There are desperate days that will warrant both alternatives. Morphing from a night owl to a morning person is easy, said no one in the history of forever.

With slightly more effort (than it would take to walk to 7-11) and a little bit of planning though, there can be more to look forward to in the morning than just a bowl of grains.

Lemon Poppy Seed Muffins

Makes 12-14 muffins. Adapted from Shutterbean.

1 c plus 2 tbsp sugar
Zest of 2 large lemons (if you don’t have a pro grater, use a peeler and finely chop up the flakes)
Juice of 1 lemon
2 eggs
1 c sour cream or plain yogurt
1 c whole milk
1 tsp vanilla extract
3 c all-purpose flour
1/2 tsp baking soda
1 tbsp baking powder
1/2 tsp kosher salt
3/4 cup unsalted butter, cut into 1 inch cubes
3 tbsp poppy seeds (a ridiculous investment perhaps, but there will be future uses, promise)

Preheat the oven to 375º (with the rack at mid-level) and grease the cups of your muffin tin. No paper cup linings required (unless you find/have adorable ones that beg to be used.)

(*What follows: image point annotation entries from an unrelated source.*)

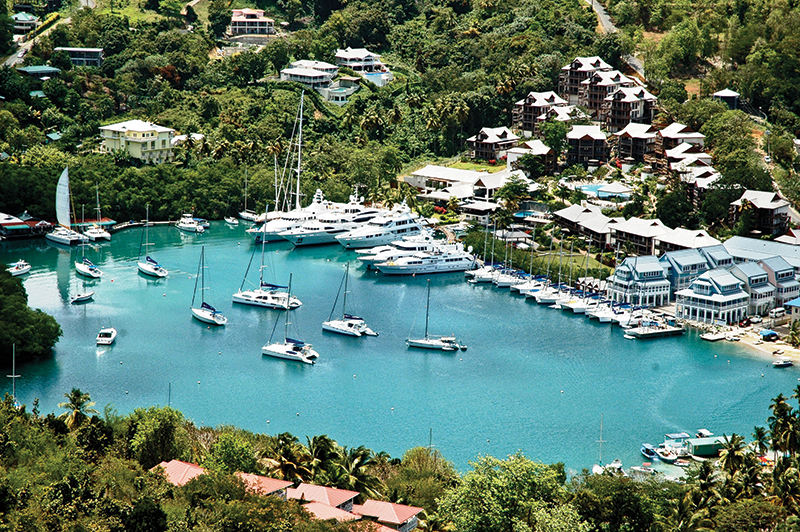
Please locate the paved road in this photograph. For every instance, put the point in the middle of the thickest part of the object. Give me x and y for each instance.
(608, 27)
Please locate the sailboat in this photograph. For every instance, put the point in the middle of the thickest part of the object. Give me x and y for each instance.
(289, 349)
(62, 234)
(205, 312)
(445, 343)
(267, 294)
(95, 232)
(149, 266)
(85, 266)
(348, 324)
(246, 213)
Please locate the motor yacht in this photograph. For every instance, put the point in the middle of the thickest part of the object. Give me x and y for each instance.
(382, 230)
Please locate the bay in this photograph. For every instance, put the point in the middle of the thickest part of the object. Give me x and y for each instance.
(533, 379)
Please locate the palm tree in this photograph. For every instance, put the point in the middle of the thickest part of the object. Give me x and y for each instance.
(78, 406)
(732, 457)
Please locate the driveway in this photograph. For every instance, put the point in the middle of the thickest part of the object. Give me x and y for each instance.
(608, 27)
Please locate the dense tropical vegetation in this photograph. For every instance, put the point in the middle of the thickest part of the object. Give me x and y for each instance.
(84, 471)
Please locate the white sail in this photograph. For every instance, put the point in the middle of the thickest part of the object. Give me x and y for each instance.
(62, 200)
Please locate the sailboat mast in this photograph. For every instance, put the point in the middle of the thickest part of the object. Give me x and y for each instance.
(344, 300)
(299, 149)
(427, 309)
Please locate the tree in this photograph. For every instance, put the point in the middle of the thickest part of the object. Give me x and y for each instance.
(500, 495)
(78, 405)
(219, 17)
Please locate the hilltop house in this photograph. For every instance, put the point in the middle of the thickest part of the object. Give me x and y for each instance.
(586, 144)
(491, 143)
(770, 210)
(571, 76)
(147, 142)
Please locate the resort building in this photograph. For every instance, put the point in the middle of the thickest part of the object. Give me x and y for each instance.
(179, 473)
(629, 104)
(571, 76)
(534, 105)
(83, 56)
(336, 498)
(535, 148)
(782, 276)
(147, 142)
(635, 141)
(491, 143)
(586, 144)
(683, 267)
(639, 281)
(717, 256)
(364, 63)
(716, 297)
(24, 22)
(311, 78)
(434, 177)
(757, 285)
(597, 87)
(250, 22)
(395, 516)
(770, 210)
(639, 234)
(680, 238)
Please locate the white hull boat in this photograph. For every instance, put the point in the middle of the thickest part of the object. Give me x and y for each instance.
(441, 343)
(87, 268)
(20, 267)
(205, 312)
(106, 336)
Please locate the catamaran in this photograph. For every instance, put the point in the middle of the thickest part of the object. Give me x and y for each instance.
(149, 266)
(348, 324)
(205, 312)
(444, 343)
(290, 348)
(62, 234)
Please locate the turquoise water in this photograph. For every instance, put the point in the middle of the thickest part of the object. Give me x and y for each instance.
(593, 190)
(533, 378)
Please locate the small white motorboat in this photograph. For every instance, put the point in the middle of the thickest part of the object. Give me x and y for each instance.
(82, 297)
(106, 336)
(19, 268)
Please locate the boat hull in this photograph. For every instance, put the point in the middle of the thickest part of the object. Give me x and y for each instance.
(153, 271)
(289, 351)
(206, 316)
(88, 271)
(267, 299)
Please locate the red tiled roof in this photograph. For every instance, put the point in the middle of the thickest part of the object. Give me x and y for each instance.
(330, 496)
(386, 512)
(263, 485)
(323, 512)
(179, 473)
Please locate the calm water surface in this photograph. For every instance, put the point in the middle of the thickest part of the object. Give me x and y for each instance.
(533, 379)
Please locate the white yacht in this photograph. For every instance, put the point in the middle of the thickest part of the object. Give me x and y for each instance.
(446, 258)
(20, 267)
(190, 225)
(382, 230)
(294, 219)
(87, 268)
(398, 249)
(328, 226)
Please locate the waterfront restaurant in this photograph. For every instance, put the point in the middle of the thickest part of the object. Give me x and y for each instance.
(716, 297)
(639, 281)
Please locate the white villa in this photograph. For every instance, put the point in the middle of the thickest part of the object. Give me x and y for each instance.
(716, 297)
(145, 141)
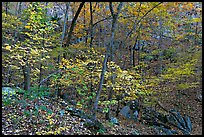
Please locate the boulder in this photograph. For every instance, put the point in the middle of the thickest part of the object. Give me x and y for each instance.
(135, 115)
(8, 92)
(125, 111)
(114, 120)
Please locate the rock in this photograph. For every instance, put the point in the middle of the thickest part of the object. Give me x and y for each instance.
(114, 120)
(135, 132)
(164, 131)
(8, 92)
(183, 123)
(135, 115)
(188, 123)
(199, 97)
(124, 111)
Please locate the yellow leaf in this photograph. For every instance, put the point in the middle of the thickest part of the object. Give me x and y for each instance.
(8, 47)
(27, 27)
(49, 117)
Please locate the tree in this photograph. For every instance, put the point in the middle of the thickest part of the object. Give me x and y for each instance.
(73, 24)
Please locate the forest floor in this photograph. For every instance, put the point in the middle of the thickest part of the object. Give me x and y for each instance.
(21, 120)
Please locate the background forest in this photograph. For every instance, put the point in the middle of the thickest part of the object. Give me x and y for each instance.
(101, 67)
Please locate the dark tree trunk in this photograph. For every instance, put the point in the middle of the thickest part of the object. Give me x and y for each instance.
(111, 47)
(100, 87)
(7, 7)
(73, 24)
(91, 25)
(26, 74)
(64, 29)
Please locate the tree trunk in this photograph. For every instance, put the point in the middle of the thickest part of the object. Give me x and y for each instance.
(73, 24)
(111, 47)
(7, 7)
(91, 25)
(64, 29)
(26, 74)
(100, 86)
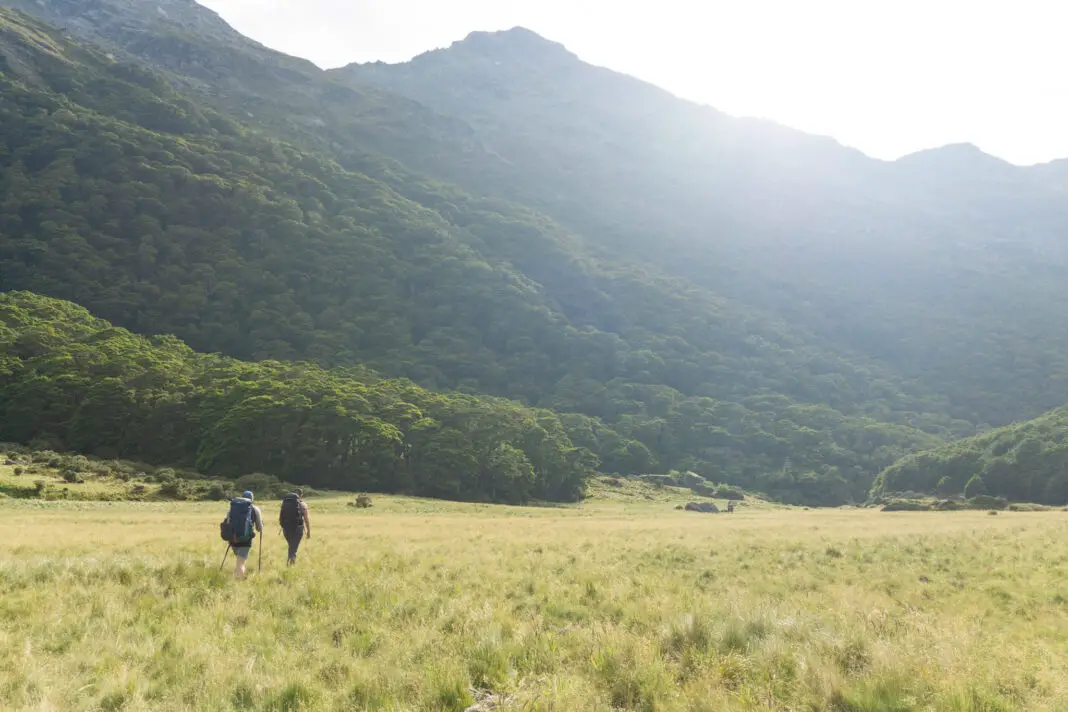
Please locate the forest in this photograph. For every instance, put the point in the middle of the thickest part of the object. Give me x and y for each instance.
(72, 381)
(1023, 462)
(173, 177)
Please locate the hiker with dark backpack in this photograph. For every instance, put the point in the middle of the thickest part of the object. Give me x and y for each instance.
(239, 528)
(295, 522)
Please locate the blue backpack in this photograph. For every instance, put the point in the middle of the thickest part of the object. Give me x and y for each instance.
(238, 525)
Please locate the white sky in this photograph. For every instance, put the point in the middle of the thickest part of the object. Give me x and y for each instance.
(885, 76)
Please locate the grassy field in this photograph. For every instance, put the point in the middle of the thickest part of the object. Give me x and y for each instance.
(619, 603)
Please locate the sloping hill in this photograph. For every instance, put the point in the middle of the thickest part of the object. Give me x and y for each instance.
(943, 266)
(691, 289)
(1025, 461)
(71, 380)
(161, 214)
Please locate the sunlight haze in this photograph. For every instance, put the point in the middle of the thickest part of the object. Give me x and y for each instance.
(888, 78)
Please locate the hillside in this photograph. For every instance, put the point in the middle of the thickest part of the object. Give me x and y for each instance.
(1024, 462)
(68, 380)
(161, 214)
(764, 306)
(943, 266)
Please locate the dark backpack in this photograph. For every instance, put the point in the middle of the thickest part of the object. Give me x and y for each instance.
(238, 526)
(292, 516)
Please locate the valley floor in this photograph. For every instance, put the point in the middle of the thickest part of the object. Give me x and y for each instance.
(422, 605)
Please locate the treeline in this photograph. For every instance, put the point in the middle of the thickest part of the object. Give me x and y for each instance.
(68, 380)
(161, 215)
(1022, 462)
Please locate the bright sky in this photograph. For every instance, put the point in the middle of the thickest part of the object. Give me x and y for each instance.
(885, 76)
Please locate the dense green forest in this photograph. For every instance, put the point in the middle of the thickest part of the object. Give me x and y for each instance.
(165, 216)
(1025, 462)
(942, 266)
(765, 307)
(68, 380)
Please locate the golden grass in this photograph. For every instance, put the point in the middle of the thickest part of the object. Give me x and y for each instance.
(424, 605)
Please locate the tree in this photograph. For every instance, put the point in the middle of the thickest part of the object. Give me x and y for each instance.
(975, 487)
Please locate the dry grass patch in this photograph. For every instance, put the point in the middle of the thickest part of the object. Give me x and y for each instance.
(422, 605)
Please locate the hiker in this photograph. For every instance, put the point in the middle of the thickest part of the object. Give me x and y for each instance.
(295, 522)
(239, 528)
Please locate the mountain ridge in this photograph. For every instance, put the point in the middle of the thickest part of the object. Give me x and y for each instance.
(779, 315)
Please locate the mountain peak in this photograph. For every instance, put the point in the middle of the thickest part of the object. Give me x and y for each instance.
(518, 41)
(967, 154)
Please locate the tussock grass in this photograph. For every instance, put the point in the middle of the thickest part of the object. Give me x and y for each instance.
(422, 605)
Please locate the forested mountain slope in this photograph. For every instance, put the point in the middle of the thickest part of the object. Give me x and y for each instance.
(71, 380)
(1025, 462)
(945, 266)
(254, 205)
(163, 215)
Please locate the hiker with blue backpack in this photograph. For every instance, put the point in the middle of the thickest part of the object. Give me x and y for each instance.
(239, 528)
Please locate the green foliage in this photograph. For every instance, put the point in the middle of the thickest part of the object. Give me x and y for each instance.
(162, 214)
(974, 488)
(87, 383)
(987, 502)
(1022, 462)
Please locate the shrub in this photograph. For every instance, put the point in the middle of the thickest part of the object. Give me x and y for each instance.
(261, 485)
(987, 502)
(975, 487)
(900, 505)
(72, 476)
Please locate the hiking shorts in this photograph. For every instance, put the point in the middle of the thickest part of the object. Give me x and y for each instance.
(293, 537)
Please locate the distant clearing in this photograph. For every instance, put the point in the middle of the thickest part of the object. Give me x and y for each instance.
(424, 605)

You’ll need 3 Goldilocks bowls (S, M, L.) In the small bowl, mix together the sugar and lemon zest (this will look beautiful). In the medium-sized bowl, combine the lemon juice, eggs, yogurt/sour cream, milk and vanilla until well incorporated. In the largest bowl, mix the flour, baking soda and baking powder, then mix in the salt and lemon/sugar beauties with a wooden spoon.

Next, add the butter cubes and “cut”them into the dry mixture until the butter pieces are the size of peas. There are fancy pastry cutter gizmos available out there, or you could continuously run two knives through the bowl in opposite directions (and get a couple steps closer to Michelle Obama arms) instead. Once the butter is sized appropriately, mix in the poppy seeds.

Spread all the dry ingredients up around the sides of the bowl, creating a well in the center, then pour in the wet ingredients. Gently fold everything together without over-mixing.

Using the all-time favorite ice cream scoop, fill each muffin cup until the batter peeks slightly over the top of the pan. Bake for 24-30 minutes or until a perfect shade of light golden brown.

As difficult as it will be, let the muffins cool for about 10 minutes in the pan before popping them out and shoving three in your mouth.

To store for more than a day, arrange any excess muffins in an air-tight container with paper towels lining the bottom, and each layer between stacked muffins.